Ce bras de fer entre Kiev et Moscou, qui se joue à travers des manœuvres diplomatiques et militaires, ne fait que compliquer davantage la situation en Afrique, où
l’Ukraine cherchait pourtant à renforcer ses relations.
Cette tournure des évènements survient, alors même que le ministre ukrainien des Affaires étrangères,
Dmytro Kuleba, poursuit sa tournée diplomatique en Afrique, visant à renforcer les liens entre le pays et le continent. Toutefois, cet incident pourrait bien
éclipser ses efforts, surtout après que les pays africains aient largement choisi l’abstention lors du vote de l’ONU condamnant l’agression de l’Ukraine par la Russie en mars 2022.

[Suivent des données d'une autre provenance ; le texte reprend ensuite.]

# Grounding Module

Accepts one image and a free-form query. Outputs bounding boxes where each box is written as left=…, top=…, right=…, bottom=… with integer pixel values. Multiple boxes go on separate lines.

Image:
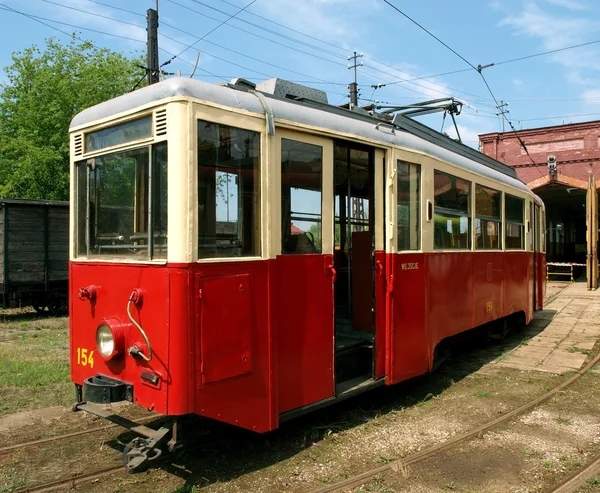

La défaite de Tinzaouatène, survenue fin juillet 2024, est désormais gravée dans les annales comme l’un des plus grands revers subis par les forces maliennes et russes depuis des années. En dépit des offensives menées conjointement par les troupes maliennes et russes, les rebelles séparatistes continuent de résister. Des vidéos et témoignages font état de la présence de soldats d’origine blanche parmi les victimes, bien que le gouvernement de Bamako ait toujours nié l’implication de Wagner dans cet affrontement. Cette incertitude sur les acteurs impliqués et les causes profondes de l’échec ajoutent encore à la confusion et à l’instabilité croissantes.
La réponse du Mali et du Niger a été immédiate et sans équivoque : rupture des relations diplomatiques avec Kiev. Le gouvernement malien a été suivi de près par celui du Niger, qui a condamné les « propos subversifs et inacceptables » de M. Ioussov et a demandé l’intervention du Conseil de sécurité des Nations Unies. Niamey a également pointé du doigt l’absence de réaction des autres nations africaines et de l’Union africaine face à ce qu’il considère comme des tentatives de manipulation géopolitique du Sahel.
Face à cette crise, la Communauté économique des États de l'Afrique de l'Ouest (Cedeao) a, quant à elle, réaffirmé sa position ferme contre toute ingérence étrangère dans la région. Elle a mis en garde contre les tentatives de transformation du Sahel en un terrain de bataille géopolitique entre puissances extérieures. Cependant, malgré ces déclarations de principe, l’équilibre fragile de la région semble de plus en plus menacé par les jeux d’influence de la Russie et de l’Ukraine.
Ce nouvel épisode de tensions révèle non seulement la lutte d’influence entre Moscou et Kiev, mais aussi la nécessité d’une approche plus subtile et diplomatique dans la gestion des conflits africains. Dans un contexte aussi volatile, les acteurs régionaux et internationaux doivent agir avec une prudence extrême, afin d’éviter une escalade qui pourrait avoir des conséquences dramatiques pour la stabilité du Sahel et, plus largement, de l’Afrique.